Data Availability: All relevant data are within the paper and supporting information files.
Funding: This work was supporter by Passerelle grant. The funders had no role in study design, data collection and analysis, decision to publish or preparation of the manuscript.
Competing interests: The authors have declared that no competing interests exist. This work was supported by the Passerelle grant (Pfizer). This does not alter our adherence to PLOS ONE policies on sharing data and materials. The funder had no role in the study design, performance, data analysis or decision to publish.
Rheumatoid arthritis (RA) is an immune disease resulting from an interaction between genetic and environmental factors. Cigarette smoking and bacterial infection (Porphyromonas gingivalis) are involved in the development of RA [1,2]. A link between diet (sugar sweetened soda, restrictive carbohydrate nutrients, fish, meat and proteins, and sodium excretion) and the development of RA has been suggested [3,4]. Although data on the impact of diet on RA activity are conflicting, 40% of RA patients still believe that diet has implications for RA .
High salt intake may play a role in the development of autoimmune disease . Both in vitro and ex vivo, excess sodium increases the differentiation and activation of T helper 17 (Th17) cell pathways by inducing serum glucocorticoid kinase 1 (SGK1) . Th17 cells are implicated in the pathogenesis of RA by interacting with macrophages, fibroblast-like synoviocytes, chondrocytes and osteoblasts . Excess sodium may also alter regulatory mechanisms of the innate and adaptive immune system and expand CD14++CD16+ monocytes, which are also increased in RA .

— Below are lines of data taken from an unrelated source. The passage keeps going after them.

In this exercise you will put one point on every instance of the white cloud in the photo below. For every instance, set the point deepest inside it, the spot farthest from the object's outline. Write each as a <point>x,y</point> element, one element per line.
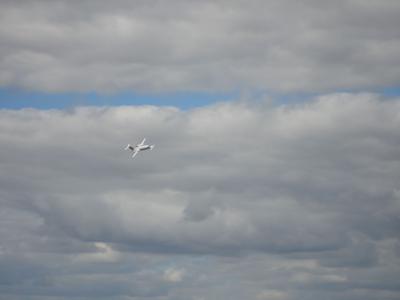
<point>173,275</point>
<point>199,45</point>
<point>240,197</point>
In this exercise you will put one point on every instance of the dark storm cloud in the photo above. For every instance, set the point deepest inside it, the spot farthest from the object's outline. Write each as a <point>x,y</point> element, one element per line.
<point>199,45</point>
<point>283,202</point>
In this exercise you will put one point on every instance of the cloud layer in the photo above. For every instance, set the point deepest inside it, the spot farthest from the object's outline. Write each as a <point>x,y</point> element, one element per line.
<point>238,201</point>
<point>178,45</point>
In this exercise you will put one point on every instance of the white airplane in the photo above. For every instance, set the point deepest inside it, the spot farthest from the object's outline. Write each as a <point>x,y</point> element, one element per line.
<point>139,147</point>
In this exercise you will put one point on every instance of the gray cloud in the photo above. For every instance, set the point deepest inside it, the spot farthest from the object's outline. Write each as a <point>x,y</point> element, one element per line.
<point>247,200</point>
<point>199,45</point>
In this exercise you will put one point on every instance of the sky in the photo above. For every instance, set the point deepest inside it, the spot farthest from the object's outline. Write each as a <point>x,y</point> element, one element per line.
<point>275,172</point>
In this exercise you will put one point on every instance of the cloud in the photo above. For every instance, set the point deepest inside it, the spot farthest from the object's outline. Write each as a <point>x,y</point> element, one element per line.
<point>242,199</point>
<point>64,46</point>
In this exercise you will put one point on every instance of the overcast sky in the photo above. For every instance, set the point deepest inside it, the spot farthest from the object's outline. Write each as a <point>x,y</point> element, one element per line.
<point>288,190</point>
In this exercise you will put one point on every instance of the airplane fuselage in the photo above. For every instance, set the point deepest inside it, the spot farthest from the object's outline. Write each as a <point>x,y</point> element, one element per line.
<point>144,147</point>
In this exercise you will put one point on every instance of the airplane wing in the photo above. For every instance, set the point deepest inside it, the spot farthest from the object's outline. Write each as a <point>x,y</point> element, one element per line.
<point>135,152</point>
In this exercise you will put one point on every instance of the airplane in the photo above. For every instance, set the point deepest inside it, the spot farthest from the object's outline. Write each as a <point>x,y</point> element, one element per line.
<point>139,147</point>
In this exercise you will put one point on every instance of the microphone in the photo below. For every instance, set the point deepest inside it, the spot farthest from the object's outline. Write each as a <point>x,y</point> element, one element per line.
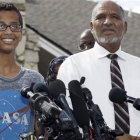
<point>47,108</point>
<point>58,91</point>
<point>118,95</point>
<point>79,107</point>
<point>40,103</point>
<point>40,87</point>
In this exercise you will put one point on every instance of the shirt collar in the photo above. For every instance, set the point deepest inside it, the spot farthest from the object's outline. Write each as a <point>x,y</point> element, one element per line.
<point>101,52</point>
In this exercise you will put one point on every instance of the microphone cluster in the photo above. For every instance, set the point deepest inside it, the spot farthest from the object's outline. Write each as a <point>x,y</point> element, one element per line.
<point>84,122</point>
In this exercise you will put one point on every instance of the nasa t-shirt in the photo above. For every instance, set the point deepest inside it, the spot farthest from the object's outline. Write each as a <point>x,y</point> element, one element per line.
<point>14,109</point>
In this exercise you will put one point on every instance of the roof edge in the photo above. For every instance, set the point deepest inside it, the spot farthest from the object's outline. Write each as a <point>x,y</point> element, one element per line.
<point>51,41</point>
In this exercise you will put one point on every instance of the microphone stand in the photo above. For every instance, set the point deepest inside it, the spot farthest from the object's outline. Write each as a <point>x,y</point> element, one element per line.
<point>41,129</point>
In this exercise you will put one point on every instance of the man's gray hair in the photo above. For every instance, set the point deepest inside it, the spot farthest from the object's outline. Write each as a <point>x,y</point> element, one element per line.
<point>95,8</point>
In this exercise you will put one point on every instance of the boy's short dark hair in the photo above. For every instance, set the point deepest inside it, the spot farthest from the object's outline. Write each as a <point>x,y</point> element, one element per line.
<point>11,7</point>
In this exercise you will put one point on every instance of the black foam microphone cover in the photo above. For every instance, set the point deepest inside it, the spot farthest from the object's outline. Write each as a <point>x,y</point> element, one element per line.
<point>78,102</point>
<point>136,104</point>
<point>40,87</point>
<point>117,95</point>
<point>56,88</point>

Some clinical studies have suggested that increased sodium excretion based on food questionnaire evaluation was associated with development of RA [4,10], but an association of sodium with activity and severity of RA is still unknown. We aimed to compare sodium excretion using an objective measure in patients with untreated early RA vs. matched controls. The secondary objective was to evaluate the association of sodium excretion with disease activity and severity.
The present study was approved by the medical ethics committee of Montpellier, France (number CPPQ2016.11.01), in accordance with the 1975 Declaration of Helsinki and with article R. 1121–3 of French public health law (April 26, 2006). Written, informed consent was provided by the all patients.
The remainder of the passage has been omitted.